If we go back into our runbook, things look a little different now. Instead of defaulting to the draft editing window, we are in the published runbook window as shown here:
Clicking Start will trigger the runbook just as if you were at a Windows PowerShell command prompt running a script.
You will see a status bar that indicates that the job is running. You can check the status of the job by selecting the View Job option on the status bar in Azure. Clicking this will open a status window that shows you the ongoing results of the job:
Drilling down further (near the bottom), we can view the Output. This window will show us any output that would normally echo to a Windows PowerShell console, including the data we specified with the Write-Output cmdlet.

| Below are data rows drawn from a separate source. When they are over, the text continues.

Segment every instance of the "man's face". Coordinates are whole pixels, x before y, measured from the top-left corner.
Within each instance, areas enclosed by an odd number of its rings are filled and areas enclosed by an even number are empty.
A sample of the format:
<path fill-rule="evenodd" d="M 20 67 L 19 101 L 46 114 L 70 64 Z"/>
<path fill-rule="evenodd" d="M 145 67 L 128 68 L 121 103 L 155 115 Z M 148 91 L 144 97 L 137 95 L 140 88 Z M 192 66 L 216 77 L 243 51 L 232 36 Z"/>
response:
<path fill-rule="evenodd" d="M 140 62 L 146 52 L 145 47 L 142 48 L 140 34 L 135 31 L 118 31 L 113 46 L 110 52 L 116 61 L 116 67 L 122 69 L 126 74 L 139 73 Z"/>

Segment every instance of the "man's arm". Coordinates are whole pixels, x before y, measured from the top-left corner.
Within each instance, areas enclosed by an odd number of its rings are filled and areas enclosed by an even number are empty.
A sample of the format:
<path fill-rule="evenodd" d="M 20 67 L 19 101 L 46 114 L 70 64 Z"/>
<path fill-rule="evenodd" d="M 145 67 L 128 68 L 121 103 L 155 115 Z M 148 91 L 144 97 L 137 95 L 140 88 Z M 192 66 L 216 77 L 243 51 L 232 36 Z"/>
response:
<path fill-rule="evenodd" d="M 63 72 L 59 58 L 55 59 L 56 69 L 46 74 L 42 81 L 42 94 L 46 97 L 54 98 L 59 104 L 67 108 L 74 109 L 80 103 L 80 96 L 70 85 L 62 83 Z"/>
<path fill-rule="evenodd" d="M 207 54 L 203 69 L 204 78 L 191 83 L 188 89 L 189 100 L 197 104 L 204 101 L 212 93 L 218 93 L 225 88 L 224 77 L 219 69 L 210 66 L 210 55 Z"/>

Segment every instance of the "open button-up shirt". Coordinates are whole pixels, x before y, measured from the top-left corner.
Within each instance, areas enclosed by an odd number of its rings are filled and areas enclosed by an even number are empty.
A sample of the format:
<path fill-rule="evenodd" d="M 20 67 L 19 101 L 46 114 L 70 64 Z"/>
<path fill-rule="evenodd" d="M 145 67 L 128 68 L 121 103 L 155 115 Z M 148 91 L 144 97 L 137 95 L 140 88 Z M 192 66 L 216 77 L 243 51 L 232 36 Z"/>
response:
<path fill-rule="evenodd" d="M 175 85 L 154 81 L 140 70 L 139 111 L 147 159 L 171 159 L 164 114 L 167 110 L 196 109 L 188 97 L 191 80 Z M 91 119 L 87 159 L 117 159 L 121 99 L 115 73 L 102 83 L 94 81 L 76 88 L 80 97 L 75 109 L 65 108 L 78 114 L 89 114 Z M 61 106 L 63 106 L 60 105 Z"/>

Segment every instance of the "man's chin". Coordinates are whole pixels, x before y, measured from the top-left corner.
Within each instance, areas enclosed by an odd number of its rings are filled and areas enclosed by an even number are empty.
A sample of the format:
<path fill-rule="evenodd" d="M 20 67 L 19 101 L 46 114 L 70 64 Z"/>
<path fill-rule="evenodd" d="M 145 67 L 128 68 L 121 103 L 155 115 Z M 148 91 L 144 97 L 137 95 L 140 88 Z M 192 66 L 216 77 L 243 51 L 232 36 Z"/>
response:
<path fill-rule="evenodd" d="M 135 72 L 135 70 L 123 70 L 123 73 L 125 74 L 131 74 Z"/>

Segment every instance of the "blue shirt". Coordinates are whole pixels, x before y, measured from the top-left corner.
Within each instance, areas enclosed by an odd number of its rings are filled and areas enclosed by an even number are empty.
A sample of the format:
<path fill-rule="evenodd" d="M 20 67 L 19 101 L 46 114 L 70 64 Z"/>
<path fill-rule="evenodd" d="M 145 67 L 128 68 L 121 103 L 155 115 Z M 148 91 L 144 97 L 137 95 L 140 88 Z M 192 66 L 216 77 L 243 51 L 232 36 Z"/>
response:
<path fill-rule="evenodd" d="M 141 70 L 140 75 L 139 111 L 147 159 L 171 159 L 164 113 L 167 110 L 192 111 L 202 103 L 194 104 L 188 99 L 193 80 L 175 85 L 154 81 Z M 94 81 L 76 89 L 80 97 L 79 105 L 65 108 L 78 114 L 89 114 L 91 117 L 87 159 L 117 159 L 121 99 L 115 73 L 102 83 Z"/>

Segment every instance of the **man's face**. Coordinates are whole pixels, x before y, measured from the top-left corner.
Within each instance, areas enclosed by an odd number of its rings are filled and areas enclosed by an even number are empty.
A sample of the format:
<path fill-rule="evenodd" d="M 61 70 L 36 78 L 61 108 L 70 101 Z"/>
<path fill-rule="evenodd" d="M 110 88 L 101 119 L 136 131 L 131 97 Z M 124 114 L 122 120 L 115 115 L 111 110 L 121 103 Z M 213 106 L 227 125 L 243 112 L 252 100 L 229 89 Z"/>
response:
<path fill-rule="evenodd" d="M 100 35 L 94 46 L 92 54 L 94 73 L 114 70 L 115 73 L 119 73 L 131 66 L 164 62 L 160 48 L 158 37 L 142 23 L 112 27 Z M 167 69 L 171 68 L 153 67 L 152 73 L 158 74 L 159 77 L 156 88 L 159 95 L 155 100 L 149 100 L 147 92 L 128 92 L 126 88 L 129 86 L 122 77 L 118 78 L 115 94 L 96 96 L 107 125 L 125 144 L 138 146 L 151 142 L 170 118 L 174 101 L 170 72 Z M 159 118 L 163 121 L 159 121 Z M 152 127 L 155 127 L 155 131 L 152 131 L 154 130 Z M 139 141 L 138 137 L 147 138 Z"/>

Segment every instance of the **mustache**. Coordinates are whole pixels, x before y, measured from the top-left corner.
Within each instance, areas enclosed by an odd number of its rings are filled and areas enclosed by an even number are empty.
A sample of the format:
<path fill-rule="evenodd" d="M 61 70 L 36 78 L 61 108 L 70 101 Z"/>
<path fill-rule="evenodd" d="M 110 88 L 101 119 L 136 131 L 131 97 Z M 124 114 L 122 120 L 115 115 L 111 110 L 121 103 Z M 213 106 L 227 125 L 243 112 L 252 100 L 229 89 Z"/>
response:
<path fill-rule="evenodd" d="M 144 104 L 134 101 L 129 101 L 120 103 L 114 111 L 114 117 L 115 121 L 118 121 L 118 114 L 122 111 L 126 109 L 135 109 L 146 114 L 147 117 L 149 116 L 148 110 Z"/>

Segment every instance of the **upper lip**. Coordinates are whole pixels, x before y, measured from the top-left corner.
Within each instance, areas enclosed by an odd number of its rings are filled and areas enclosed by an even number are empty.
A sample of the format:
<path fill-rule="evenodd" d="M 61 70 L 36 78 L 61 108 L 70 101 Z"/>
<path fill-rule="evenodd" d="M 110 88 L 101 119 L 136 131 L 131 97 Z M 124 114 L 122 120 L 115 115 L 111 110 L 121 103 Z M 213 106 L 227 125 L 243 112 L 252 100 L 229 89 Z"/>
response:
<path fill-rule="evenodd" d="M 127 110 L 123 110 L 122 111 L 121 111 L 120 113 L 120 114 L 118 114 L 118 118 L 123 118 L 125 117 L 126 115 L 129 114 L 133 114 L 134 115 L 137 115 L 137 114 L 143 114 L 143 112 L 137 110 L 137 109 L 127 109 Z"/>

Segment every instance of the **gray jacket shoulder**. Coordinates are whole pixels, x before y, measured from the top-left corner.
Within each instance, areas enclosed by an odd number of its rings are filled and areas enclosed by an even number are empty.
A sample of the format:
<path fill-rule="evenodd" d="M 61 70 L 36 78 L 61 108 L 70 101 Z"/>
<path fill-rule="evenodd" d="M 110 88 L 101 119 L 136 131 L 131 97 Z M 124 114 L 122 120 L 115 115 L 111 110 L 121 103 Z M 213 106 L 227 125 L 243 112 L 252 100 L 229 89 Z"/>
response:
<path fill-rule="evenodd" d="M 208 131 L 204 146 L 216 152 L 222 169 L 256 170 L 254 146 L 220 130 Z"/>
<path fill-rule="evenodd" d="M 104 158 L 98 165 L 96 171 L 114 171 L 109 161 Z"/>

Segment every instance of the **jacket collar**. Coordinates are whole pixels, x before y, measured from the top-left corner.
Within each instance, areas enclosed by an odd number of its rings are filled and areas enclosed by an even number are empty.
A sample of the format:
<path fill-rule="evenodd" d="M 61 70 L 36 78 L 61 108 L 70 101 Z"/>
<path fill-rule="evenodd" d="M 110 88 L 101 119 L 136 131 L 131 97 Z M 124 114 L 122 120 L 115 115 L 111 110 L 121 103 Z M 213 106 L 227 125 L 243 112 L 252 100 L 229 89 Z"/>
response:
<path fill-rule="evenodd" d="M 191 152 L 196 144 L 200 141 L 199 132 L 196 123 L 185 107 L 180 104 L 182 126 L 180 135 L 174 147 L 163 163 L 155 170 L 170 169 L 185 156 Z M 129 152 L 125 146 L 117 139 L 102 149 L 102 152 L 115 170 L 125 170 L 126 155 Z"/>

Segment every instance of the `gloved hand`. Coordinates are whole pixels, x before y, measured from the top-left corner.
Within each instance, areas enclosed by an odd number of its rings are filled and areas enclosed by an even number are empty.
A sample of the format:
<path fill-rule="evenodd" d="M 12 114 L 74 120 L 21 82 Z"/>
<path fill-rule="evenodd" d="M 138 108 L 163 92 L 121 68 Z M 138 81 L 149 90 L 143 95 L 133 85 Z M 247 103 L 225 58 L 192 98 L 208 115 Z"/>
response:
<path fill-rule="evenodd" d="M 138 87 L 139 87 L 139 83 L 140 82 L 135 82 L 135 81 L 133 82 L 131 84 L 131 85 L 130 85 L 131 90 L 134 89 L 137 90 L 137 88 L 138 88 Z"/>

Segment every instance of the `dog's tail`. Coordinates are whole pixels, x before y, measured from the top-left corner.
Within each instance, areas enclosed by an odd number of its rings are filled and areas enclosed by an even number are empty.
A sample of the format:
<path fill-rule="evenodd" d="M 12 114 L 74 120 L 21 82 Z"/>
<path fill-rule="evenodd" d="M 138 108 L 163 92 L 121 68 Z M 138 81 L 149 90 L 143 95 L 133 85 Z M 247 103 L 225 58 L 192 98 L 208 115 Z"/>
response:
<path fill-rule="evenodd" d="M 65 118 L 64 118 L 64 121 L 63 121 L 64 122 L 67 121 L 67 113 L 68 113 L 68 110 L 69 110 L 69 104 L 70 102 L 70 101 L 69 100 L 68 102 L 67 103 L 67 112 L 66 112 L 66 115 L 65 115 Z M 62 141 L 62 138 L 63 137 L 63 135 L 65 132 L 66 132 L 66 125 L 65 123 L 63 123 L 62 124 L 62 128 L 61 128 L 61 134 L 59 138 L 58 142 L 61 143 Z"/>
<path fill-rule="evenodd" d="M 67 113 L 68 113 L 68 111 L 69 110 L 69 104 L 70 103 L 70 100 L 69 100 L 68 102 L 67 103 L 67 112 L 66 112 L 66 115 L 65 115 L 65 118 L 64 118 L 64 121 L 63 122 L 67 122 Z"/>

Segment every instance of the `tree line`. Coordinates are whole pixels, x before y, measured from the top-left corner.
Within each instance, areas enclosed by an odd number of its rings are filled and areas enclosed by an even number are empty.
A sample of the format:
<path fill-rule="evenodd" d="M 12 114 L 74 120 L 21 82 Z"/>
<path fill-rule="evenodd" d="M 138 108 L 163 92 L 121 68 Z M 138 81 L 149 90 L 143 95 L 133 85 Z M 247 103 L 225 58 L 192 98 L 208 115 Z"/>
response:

If you look at the upper right of the screen, you'll see a History tab, which allows you to view a log of the working runbooks.
But now for the fun stuff...setting this as scheduled task. As shown here, to the right of Author, you'll see a tab marked Schedule. Click that to begin creating a schedule.
With a new Azure Automation instance, you'll have a blank schedule as you see in the following image. It has two simple options: Link to a New Schedule or Link to an Existing Schedule.
Click Link to a New Schedule to create a new schedule for your Azure Automation runbook.>>5
The first part will require a name and a description for the scheduled task. Again lets be sensible. Naming the scheduled task "Marvin the Paranoid Android" might be funny, but it won't make a lick of sense later (unless your description is really good—but even then, I wouldn't suggest that).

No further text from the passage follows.